Por la noche, en los informativos de todas las cadenas se explayaron con la noticia de los cortes de electricidad que se estaban produciendo en California, y dieron unas imágenes de Los Angeles en penumbra que no fui capaz de reconocer. Álex llegó tardísimo y le conté lo de los sorprendentes y continuos apagones californianos, pero no le dije nada de lo que había pasado con Patricio ni de lo obtuso que había estado en el trabajo durante toda la mañana.

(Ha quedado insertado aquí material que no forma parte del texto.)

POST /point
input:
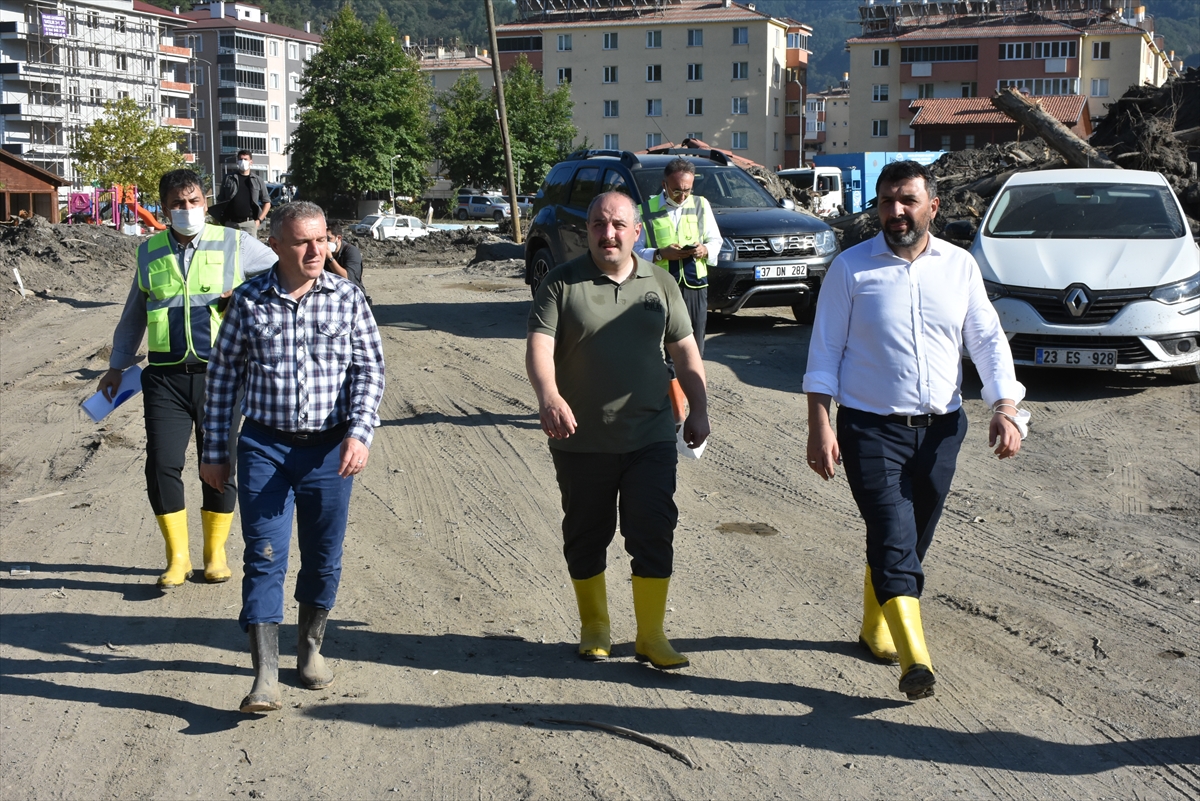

En cualquier caso, Álex había decidido no volver a acompañarme a nada que tuviera que ver con Anaheim España, porque no estaba dispuesto a pedirme a mí que le acompañase a alguna comida o alguna fiesta de su empresa. No debíamos comportarnos, me dijo, como si fuéramos Paul Newman y su señora, joder.
Unas semanas más tarde, mi amigo el escritor me llamó para presentarme a los chicos de una revista gay que querían proponerme algo y, por las mismas fechas, tuve las primeras noticias del «caso Peralba».